The fetch_hydstra_timeseries()
function wraps
get_variable_list()
and get_ts_traces()
, which
allows some extra functionality and smoother workflows but also
introduces some danger and sometimes inefficiency. Some argument names
have been changed compared to get_ts_traces()
(which uses
the Kisters names nearly verbatim) for more clarity and to move towards
a unified interface across the KiWIS and hydstra API styles.
This function allows requests for the full period of record by
passing 'all'
for the start_time
and
end_time
(or the earliest and latest possible dates,
respectively). The downside of this approach is that the calls to the
API are inefficient (each row is called separately), though this is also
necessarily the case if asking for the period of record manually for
gauges with different periods. It will be possible to do some inferences
and combinations here, but it has not been high priority.
This function is most useful when we want to pull the period of
record of the same variable for a set of gauges. For example, we might
want to pull discharge for the period of record, which we can do by
passing 'all'
to start_time
and
end_time
, yielding @ref(fig:discharge-period).
Period of record
I’ll use the same set of sites as in the core hydstra demonstration, chosen to capture a range of periods of records and available variables.

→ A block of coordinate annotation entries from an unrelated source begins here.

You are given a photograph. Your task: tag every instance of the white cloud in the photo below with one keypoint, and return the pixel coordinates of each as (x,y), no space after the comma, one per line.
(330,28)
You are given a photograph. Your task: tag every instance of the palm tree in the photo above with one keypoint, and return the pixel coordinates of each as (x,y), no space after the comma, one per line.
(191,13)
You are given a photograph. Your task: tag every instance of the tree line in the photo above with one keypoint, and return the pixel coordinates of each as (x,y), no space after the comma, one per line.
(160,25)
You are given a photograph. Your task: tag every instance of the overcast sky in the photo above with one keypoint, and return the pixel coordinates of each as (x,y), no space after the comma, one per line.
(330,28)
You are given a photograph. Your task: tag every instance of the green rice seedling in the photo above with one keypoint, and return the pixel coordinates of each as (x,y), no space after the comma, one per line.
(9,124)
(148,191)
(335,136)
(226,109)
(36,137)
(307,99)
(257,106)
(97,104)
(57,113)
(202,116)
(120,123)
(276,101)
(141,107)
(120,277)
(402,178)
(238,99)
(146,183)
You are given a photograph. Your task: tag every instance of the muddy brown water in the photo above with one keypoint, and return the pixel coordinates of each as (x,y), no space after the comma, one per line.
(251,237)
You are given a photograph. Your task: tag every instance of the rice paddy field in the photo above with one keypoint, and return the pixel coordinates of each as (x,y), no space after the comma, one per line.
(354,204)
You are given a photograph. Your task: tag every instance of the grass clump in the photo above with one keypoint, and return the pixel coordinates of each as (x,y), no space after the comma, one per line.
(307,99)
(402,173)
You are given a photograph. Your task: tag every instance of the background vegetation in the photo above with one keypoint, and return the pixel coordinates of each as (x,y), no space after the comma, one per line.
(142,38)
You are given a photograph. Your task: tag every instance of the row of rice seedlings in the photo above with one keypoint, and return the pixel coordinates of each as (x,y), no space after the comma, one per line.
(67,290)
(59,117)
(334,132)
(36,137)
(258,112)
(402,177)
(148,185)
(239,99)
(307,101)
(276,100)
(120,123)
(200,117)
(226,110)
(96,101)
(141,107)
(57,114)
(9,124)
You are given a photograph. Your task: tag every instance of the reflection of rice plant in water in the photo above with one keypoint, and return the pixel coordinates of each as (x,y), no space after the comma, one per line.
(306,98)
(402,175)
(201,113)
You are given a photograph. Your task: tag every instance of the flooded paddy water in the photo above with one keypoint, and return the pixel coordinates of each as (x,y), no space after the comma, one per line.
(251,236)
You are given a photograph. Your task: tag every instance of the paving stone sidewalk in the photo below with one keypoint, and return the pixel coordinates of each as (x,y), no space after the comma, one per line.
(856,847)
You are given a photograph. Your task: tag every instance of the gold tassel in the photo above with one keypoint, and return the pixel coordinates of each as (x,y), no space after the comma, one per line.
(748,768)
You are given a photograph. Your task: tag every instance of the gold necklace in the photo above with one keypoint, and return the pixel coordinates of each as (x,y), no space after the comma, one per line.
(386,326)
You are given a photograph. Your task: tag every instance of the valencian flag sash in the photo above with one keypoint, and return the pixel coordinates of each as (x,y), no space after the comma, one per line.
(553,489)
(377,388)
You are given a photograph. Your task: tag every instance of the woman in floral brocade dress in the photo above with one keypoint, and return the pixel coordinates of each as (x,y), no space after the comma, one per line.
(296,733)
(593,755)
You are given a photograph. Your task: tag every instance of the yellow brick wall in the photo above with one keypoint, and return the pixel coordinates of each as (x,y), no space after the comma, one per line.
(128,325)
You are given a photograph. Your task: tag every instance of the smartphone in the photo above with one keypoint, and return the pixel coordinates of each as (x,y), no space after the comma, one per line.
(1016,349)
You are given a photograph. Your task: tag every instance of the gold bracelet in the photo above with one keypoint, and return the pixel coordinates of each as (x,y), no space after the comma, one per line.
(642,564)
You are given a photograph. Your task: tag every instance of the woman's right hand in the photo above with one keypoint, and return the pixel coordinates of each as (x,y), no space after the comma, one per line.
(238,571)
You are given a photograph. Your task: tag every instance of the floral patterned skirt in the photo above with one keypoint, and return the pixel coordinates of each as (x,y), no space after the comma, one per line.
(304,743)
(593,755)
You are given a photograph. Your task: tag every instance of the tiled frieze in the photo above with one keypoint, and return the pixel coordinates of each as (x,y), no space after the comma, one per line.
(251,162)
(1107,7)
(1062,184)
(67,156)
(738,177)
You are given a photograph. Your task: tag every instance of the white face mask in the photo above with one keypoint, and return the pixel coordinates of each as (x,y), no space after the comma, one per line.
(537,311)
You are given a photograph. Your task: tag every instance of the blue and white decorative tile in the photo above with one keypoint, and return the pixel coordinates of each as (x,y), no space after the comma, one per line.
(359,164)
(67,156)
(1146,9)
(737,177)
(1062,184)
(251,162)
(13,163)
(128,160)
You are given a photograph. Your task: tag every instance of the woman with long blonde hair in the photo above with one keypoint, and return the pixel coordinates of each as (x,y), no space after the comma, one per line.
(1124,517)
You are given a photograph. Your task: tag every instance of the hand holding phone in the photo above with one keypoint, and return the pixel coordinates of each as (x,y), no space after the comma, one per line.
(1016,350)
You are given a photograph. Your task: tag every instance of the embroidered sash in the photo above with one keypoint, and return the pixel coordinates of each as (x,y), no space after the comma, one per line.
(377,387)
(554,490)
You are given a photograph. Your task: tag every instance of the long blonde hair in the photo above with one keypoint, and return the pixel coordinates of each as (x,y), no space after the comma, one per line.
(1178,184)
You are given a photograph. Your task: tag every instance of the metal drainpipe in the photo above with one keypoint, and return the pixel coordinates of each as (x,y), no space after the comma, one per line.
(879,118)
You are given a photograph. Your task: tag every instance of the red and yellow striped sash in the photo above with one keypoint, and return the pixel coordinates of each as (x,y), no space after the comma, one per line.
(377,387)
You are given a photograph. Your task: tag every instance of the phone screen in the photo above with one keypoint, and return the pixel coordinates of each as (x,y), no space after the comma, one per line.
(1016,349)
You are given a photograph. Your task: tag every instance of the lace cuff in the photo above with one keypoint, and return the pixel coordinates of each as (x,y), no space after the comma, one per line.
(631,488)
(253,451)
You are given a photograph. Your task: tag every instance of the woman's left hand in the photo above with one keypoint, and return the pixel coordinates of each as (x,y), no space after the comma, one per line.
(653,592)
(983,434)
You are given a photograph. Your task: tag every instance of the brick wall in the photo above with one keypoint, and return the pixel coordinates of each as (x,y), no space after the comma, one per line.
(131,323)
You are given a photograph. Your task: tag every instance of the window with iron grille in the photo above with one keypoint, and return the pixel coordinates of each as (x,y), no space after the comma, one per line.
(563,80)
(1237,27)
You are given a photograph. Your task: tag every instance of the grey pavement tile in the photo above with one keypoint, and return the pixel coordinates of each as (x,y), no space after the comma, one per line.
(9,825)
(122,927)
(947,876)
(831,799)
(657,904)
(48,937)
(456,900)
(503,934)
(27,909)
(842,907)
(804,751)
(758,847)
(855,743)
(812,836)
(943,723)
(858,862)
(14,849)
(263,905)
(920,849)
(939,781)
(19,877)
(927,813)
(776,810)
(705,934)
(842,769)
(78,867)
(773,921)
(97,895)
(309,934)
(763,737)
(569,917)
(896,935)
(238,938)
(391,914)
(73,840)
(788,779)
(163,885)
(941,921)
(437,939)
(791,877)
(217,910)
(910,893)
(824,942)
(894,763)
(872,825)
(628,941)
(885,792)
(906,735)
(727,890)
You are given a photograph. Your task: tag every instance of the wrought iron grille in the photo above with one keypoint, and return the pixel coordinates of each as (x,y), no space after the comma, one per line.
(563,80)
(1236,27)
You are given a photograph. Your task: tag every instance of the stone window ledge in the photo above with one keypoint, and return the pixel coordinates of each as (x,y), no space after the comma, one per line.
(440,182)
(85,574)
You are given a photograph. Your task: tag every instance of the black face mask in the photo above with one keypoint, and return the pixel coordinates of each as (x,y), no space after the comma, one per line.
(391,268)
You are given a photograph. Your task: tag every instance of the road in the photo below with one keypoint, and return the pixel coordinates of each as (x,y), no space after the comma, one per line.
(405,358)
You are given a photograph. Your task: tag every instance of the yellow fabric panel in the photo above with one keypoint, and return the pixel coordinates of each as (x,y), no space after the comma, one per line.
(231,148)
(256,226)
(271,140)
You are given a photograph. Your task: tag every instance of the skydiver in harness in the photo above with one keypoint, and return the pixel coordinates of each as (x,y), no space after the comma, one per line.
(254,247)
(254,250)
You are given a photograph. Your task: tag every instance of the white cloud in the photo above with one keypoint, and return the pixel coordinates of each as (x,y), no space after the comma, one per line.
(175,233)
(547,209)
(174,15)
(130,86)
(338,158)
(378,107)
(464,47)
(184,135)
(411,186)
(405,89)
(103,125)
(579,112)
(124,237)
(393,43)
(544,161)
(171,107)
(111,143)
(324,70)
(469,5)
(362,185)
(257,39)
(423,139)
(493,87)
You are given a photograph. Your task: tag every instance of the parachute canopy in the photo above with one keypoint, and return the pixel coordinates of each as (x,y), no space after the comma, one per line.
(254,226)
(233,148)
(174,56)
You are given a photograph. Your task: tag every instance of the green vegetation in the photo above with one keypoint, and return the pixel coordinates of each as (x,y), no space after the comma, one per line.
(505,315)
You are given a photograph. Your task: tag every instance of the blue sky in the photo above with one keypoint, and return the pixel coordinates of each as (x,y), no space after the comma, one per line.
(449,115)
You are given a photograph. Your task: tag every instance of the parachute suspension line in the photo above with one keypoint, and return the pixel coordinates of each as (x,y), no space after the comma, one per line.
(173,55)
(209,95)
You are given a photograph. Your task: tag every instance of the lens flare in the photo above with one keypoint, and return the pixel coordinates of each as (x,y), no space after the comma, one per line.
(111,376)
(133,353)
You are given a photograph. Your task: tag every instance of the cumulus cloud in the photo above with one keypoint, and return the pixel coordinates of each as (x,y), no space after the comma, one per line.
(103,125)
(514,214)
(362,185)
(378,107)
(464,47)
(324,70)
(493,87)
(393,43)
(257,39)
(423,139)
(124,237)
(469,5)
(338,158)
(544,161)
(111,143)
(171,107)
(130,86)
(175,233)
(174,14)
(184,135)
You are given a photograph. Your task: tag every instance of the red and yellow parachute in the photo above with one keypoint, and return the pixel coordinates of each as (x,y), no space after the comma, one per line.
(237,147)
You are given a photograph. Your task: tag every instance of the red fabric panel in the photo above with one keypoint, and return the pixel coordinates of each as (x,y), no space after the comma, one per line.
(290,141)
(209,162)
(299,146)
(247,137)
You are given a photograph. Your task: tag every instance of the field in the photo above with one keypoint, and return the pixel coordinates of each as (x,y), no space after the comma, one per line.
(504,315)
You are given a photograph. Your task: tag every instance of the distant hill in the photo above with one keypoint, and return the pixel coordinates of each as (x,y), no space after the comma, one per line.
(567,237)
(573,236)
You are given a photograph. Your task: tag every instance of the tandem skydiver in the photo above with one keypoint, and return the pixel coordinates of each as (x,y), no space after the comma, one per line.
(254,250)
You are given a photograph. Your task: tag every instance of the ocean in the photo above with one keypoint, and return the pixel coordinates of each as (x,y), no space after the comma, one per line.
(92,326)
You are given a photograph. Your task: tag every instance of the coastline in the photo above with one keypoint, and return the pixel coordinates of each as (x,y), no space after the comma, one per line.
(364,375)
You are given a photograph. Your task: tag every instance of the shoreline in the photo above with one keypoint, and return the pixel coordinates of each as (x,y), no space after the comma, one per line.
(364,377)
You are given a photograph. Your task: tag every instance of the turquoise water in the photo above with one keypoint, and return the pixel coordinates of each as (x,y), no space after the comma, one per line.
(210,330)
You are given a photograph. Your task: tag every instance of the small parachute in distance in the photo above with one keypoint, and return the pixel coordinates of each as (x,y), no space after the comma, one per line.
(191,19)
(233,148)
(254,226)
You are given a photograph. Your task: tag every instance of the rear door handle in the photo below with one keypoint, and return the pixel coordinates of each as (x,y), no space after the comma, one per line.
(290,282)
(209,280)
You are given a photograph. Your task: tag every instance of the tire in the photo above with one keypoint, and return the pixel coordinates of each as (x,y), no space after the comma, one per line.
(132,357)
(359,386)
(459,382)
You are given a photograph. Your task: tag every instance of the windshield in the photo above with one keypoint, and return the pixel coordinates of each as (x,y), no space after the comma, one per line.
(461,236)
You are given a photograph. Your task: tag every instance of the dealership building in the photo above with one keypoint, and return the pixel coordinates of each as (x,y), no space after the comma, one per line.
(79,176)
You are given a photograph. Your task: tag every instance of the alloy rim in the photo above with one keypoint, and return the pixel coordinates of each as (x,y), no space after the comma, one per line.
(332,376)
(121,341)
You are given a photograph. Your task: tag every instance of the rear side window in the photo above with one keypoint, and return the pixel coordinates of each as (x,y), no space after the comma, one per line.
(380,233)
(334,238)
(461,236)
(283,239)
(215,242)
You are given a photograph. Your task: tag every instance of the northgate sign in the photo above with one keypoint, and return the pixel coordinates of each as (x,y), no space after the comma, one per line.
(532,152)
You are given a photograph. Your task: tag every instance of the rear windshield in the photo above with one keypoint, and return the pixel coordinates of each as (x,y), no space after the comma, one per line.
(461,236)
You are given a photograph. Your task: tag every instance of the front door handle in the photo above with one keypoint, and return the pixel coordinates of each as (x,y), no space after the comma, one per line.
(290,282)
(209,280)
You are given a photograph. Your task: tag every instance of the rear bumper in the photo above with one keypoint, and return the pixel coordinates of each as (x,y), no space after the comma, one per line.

The Upper Steavenson (405328) only has flow
Barwon (233217) has many variables, but their start dates differ
Taggerty (405331) is no longer in operation- ran 2010-2013
Marysville golf course (405837) is only rainfall
barwon <- '233217'
steavenson <- '405328'
taggerty <- '405331'
golf <- '405837'
discharge_record <- fetch_hydstra_timeseries(portal = 'vic',
gauge = c(barwon, steavenson, taggerty),
var_list = '141',
start_time = 'all',
end_time = 'all',
timeunit = 'day',
statistic = 'mean')
#> Loading required package: foreach
#> Loading required package: future
discharge_record |>
ggplot(aes(x = time, y = value, color = site_short_name)) +
geom_line() +
facet_grid(site_short_name~., scales = 'free_y') +
labs(y = unique(discharge_record$variable_short_name))

Discharge for the period of record for three gauges.
Multiple data types
We can also pull data for all available variables by passing
'all'
to var_list
. DANGER: if
var_type = 'all'
, the same statistic will be applied to all
variables. Calling 'all'
for the
start_time
and 'end_time'
will give
each variable a different period of record if they differ; the times are
found from each row returned by get_variable_list().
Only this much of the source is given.